En una esquina a la entrada de San Bernardo, una población a dos horas de Bogotá, Olga Cruz, dueña de un restaurante, no para de servir unos tubérculos rosados que conocen como chuguas, otros que llaman balúes y hasta un sudado de una especie de papa verde que se conoce como guatila.

29 de abril 2010 , 12:00 a.m.

La mujer dice que eso para los lugareños es “como irse a comer un manjar”, pero lo cierto es que para muchos empezó a ser un alimento predilecto desde que se rumoró que esa era la causa de que los cuerpos de los difuntos se momifiquen.

Con el hallazgo de la primera momia hace 40 años, que corresponde al cuerpo de Florentina Gutiérrez, se empezaron a tejer historias y relatos de misterio. Hoy, el municipio cuenta con el Museo Padre José Arquímedez Castro, en el que están exhibidos más de una decena de momias.

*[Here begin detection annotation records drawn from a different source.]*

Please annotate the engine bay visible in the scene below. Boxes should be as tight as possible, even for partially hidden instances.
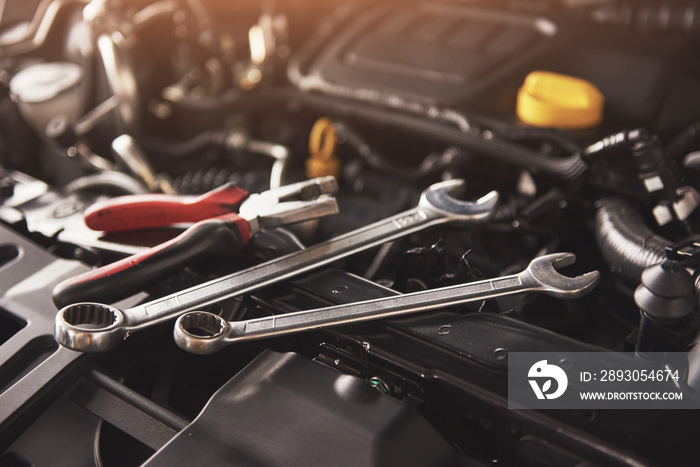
[0,0,700,466]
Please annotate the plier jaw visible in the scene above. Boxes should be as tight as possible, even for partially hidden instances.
[53,177,338,306]
[238,177,338,234]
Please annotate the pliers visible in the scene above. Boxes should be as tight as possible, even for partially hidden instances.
[53,177,338,307]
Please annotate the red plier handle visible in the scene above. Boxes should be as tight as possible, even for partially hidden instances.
[84,184,250,233]
[52,213,251,307]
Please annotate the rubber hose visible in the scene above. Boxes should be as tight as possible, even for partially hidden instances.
[66,171,149,195]
[595,198,671,285]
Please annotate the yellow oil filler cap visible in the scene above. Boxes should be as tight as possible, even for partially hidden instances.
[516,71,605,130]
[306,117,340,178]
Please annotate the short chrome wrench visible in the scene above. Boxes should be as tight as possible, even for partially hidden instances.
[175,253,600,354]
[54,180,498,352]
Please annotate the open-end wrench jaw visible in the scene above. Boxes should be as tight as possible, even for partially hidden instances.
[418,179,498,221]
[521,253,600,298]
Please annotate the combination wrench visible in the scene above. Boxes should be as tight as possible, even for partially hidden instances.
[174,253,600,354]
[54,180,498,352]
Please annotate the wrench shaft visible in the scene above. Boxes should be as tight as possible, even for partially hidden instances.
[125,206,442,328]
[225,274,537,343]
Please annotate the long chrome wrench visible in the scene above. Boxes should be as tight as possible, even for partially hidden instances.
[55,180,498,352]
[174,253,600,354]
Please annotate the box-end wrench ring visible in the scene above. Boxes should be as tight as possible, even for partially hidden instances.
[174,253,600,354]
[54,180,498,352]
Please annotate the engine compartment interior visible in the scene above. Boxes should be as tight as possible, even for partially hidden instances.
[0,0,700,466]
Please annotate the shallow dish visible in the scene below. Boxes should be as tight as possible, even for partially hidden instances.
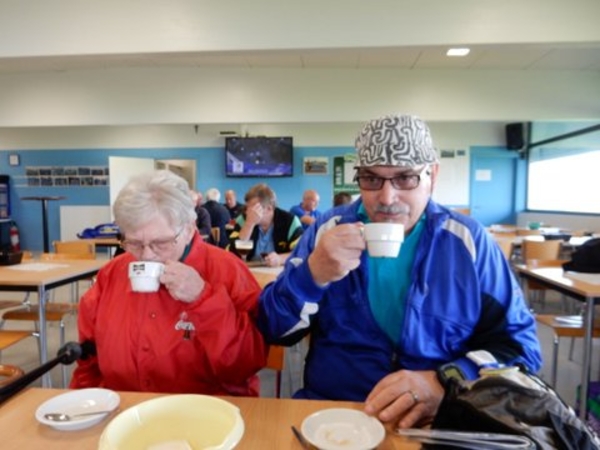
[98,394,244,450]
[35,388,121,431]
[302,408,385,450]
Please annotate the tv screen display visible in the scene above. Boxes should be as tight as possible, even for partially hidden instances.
[225,137,294,177]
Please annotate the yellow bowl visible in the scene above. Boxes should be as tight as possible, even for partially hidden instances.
[98,394,244,450]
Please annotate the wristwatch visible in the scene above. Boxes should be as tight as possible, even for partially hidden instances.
[437,363,467,387]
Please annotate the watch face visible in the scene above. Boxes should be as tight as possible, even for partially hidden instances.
[444,366,464,380]
[437,363,466,385]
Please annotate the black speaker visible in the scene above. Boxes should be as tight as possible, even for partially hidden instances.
[506,122,525,150]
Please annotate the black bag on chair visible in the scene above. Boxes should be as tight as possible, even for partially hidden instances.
[426,367,600,450]
[563,238,600,273]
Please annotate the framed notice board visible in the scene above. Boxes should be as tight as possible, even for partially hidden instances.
[333,154,360,195]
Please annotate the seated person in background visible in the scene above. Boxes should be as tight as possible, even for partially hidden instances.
[70,170,267,396]
[190,189,211,242]
[333,192,352,207]
[229,183,302,267]
[204,188,230,248]
[225,189,244,223]
[290,189,321,230]
[258,115,541,428]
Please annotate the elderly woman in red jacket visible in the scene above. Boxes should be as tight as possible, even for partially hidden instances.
[70,171,267,396]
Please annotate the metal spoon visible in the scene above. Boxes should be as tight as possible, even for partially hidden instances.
[44,409,113,422]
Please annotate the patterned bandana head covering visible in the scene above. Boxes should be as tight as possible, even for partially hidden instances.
[355,114,439,168]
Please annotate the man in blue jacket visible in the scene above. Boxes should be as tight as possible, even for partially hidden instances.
[259,115,541,427]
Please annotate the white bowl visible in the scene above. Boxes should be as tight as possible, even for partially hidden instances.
[302,408,385,450]
[35,388,121,431]
[98,394,244,450]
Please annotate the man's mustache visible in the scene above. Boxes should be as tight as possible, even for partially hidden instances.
[375,205,410,215]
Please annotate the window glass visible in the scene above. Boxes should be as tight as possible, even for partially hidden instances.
[527,147,600,214]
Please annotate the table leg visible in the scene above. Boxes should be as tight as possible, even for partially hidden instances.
[579,298,595,421]
[41,199,50,253]
[38,285,52,388]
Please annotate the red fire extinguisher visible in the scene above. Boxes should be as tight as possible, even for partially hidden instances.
[9,222,21,252]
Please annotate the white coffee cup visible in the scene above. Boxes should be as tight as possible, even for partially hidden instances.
[364,222,404,258]
[129,261,165,292]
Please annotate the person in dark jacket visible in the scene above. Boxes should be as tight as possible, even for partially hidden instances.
[203,188,230,248]
[223,189,244,220]
[190,190,210,242]
[230,183,303,267]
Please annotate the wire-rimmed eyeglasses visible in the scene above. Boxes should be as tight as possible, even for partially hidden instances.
[121,228,183,253]
[354,166,430,191]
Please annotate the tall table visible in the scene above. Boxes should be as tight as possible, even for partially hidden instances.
[0,260,106,387]
[0,388,421,450]
[248,264,283,289]
[21,196,66,253]
[515,265,600,420]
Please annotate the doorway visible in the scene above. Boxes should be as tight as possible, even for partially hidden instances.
[470,147,523,227]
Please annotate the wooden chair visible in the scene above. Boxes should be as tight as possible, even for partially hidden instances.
[521,239,565,310]
[517,228,542,236]
[0,330,33,387]
[496,238,513,262]
[265,345,285,398]
[52,240,96,259]
[210,227,221,246]
[0,364,25,387]
[535,314,600,388]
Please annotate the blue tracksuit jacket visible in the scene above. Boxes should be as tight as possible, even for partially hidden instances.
[258,200,541,401]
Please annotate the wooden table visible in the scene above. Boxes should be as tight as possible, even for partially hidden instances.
[0,388,421,450]
[514,265,600,420]
[0,260,106,387]
[249,264,283,289]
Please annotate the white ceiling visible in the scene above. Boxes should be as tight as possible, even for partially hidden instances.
[0,44,600,73]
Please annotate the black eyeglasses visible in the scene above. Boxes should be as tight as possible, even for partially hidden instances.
[354,166,430,191]
[121,228,183,254]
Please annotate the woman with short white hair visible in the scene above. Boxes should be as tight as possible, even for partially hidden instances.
[71,171,266,396]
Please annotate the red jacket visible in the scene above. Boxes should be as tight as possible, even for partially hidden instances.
[70,233,267,396]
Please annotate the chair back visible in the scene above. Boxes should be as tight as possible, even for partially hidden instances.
[40,253,96,261]
[521,239,561,261]
[496,238,513,261]
[210,227,221,245]
[517,228,542,236]
[0,364,25,387]
[265,345,285,371]
[52,240,96,259]
[265,345,285,398]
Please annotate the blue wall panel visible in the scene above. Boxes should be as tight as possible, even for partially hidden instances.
[0,147,354,251]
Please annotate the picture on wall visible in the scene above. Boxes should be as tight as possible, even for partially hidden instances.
[14,166,108,187]
[302,156,329,175]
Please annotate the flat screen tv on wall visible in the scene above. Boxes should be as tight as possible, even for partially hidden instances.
[225,136,294,177]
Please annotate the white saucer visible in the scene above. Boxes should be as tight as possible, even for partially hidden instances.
[35,388,121,431]
[302,408,385,450]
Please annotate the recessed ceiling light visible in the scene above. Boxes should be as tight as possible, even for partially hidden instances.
[446,48,471,56]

Por eso muchos que han tenido familiares momificados aseguran no desaprovechar el chachafruto, como también conocen el balú. Alicia Chala asegura que, aunque no tiene certeza de si esa es la razón, estos frutos y su planta son durables y crecen en las fincas sin mayores cuidados.

De hecho, según el director de Cultura y Turismo de la región, Rodulfo Triana, en la vereda Pirineos, de donde ha salido el mayor número de momias, la gente vive de la tierra y muchos se alimentan de lo que siembran.

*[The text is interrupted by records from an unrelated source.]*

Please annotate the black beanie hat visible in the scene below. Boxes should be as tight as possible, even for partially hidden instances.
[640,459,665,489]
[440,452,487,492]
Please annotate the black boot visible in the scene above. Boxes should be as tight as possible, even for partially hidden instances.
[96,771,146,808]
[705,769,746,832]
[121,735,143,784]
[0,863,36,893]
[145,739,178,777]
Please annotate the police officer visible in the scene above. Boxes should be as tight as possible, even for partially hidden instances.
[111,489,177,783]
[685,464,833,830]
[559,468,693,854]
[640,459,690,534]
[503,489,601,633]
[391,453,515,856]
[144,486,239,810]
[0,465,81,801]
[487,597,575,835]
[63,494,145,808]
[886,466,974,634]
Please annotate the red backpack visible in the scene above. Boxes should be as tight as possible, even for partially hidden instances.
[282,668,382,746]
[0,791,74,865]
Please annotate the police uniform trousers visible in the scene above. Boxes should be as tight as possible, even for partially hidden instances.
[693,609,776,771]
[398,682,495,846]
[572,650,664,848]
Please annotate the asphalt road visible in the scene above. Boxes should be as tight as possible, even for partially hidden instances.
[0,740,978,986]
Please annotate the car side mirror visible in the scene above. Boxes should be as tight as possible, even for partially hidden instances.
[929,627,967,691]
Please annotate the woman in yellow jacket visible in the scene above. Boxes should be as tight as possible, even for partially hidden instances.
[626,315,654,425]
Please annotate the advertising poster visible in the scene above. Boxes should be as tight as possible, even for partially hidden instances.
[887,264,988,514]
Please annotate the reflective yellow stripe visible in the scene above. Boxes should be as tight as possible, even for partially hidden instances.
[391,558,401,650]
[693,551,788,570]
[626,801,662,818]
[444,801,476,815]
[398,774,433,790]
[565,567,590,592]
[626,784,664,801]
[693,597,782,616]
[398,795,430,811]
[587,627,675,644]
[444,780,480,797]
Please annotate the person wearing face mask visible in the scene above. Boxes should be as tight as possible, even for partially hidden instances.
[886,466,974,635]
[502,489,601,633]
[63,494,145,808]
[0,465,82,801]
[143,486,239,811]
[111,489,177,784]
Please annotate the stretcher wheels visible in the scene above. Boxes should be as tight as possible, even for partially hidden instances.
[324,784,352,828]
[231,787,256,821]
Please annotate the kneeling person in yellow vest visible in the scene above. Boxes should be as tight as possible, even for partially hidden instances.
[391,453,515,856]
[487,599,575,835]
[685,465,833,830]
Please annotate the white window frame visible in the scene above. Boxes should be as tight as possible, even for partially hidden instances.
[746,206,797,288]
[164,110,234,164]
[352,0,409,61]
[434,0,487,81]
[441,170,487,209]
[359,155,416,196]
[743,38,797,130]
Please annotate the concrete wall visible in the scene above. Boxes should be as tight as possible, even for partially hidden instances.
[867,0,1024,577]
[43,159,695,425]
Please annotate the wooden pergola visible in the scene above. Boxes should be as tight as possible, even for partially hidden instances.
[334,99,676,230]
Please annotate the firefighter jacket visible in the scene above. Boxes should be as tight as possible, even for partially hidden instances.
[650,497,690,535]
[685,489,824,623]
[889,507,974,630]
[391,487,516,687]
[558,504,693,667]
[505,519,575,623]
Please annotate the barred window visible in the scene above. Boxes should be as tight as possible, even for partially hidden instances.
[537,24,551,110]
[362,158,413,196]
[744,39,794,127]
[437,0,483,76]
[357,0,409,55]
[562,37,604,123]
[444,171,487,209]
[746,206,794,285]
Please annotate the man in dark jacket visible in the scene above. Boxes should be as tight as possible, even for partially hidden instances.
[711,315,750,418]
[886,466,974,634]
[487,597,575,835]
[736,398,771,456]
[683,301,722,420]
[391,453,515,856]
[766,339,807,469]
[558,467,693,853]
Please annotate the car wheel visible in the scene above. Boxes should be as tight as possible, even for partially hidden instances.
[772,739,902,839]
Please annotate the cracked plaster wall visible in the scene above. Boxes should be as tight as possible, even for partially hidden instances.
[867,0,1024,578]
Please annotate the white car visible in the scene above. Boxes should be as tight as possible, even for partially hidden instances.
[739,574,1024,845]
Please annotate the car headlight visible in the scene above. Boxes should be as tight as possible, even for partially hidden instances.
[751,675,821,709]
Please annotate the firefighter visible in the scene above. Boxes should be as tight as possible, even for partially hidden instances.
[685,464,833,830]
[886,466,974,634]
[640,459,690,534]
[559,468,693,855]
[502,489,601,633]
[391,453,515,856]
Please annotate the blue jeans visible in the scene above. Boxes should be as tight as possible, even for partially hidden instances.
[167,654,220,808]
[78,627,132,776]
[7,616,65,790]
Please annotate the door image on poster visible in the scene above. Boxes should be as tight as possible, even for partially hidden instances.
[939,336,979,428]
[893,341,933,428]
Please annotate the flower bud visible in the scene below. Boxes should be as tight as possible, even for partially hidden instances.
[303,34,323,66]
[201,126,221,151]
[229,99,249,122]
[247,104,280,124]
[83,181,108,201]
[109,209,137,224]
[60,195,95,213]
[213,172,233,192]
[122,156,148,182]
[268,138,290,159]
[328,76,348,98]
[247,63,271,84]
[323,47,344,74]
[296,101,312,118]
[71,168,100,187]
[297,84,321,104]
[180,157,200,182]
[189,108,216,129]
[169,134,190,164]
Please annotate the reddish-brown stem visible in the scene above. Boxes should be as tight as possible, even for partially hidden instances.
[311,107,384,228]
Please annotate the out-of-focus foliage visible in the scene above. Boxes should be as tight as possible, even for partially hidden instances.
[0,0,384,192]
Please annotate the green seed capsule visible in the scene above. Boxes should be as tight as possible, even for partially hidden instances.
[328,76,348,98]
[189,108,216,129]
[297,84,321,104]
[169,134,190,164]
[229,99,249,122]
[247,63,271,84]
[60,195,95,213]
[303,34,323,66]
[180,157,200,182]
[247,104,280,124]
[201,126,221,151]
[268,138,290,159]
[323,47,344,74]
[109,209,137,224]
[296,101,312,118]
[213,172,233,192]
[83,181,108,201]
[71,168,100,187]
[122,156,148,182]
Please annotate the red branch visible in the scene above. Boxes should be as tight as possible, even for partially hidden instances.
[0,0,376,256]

“Algunos ni siquiera tienen qué vender y la guatila, por ejemplo, crece sola y resulta ser lo más asequible para alimentarse”, cuenta Triana.

Pero otros en el municipio consideran que la explicación está en las características del terreno sobre el que se levantó el cementerio. “Algunos piensan que es un mineral de la tierra, que conserva los muertos”, señala José Antonio Baquero, vigilante del camposanto y el doliente de decenas de cuerpos.

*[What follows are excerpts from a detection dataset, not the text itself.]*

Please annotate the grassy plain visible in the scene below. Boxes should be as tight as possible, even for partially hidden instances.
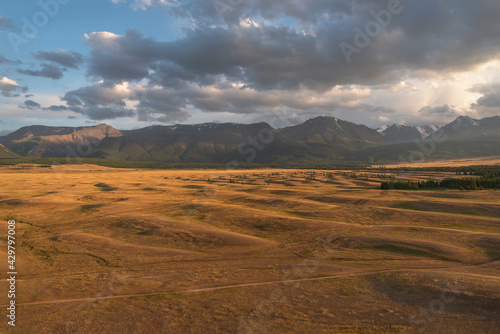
[0,165,500,334]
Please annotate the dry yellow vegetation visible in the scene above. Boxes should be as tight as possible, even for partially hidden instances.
[0,165,500,333]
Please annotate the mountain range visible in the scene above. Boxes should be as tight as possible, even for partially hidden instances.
[0,116,500,165]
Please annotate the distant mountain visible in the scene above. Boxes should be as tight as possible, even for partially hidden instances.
[0,116,500,165]
[377,124,438,144]
[0,124,123,158]
[434,116,500,141]
[280,117,386,148]
[0,144,20,159]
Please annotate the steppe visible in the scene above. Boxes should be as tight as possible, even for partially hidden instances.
[0,165,500,334]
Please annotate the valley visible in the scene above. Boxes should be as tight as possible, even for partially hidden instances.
[0,165,500,333]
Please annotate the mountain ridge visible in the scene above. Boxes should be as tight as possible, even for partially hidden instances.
[0,116,500,164]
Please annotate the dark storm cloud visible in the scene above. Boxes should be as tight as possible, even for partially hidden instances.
[45,105,69,111]
[418,104,459,116]
[0,77,28,97]
[0,54,17,65]
[17,64,63,80]
[33,50,83,69]
[22,100,42,110]
[470,82,500,114]
[0,16,15,29]
[72,0,500,121]
[60,82,136,121]
[87,0,500,90]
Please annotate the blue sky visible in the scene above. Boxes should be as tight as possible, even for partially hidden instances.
[0,0,500,135]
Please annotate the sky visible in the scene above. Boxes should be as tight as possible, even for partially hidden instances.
[0,0,500,135]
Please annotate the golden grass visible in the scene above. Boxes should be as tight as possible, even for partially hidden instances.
[0,165,500,333]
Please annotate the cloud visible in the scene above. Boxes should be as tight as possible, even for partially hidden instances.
[44,105,69,111]
[0,77,28,97]
[0,16,15,29]
[61,82,136,120]
[17,64,63,80]
[111,0,178,10]
[33,50,83,69]
[63,0,500,121]
[469,82,500,115]
[0,54,17,65]
[21,100,42,110]
[418,104,460,117]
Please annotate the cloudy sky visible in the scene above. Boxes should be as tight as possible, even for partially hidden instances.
[0,0,500,135]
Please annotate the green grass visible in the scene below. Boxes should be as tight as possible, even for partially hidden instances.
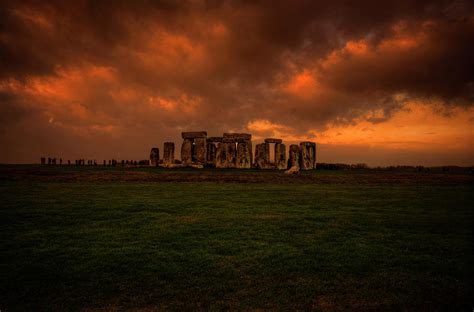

Baquero asegura que la historia de la guatila y el balú perdió fuerza cuando hace menos de una década empezaron a encontrarse cuerpos de bebés conservados y que jamás probaron esos frutos típicos.

Este hombre, de sombrero de ala ancha y que también es el guía del museo, cuenta que antes San Bernardo tuvo dos cementerios en los que nunca pasó nada. En el nuevo lugar, desde el principio todos han salido momificados. Lo sorprendente es que cuerpos con cinco años de inhumados todavía siguen intactos.

Baquero, que pasa sus días junto a ellos, dice que parece que las bóvedas fueran congeladores, pues aparentemente son sólo los líquidos del cuerpo los que se secan y por eso la piel se pega a los huesos.

Y otros, según Baquero, creen que el fenómeno es una bendición de Dios a quienes en vida fueron fervorosos creyentes. Es el caso de su amigo Laureano Acosta, cuyo cuerpo es el mejor conservado de todos los que se encuentran en el museo. Acosta era un campesino que no perdía misa los domingos y ofrecía sus cultivos al Todopoderoso.

El hecho es que para la mayoría de los habitantes de San Bernardo la muerte inspira más respeto y hasta admiración. Algunos incluso sienten orgullo de que sus difuntos se hayan conservado y hagan parte del museo.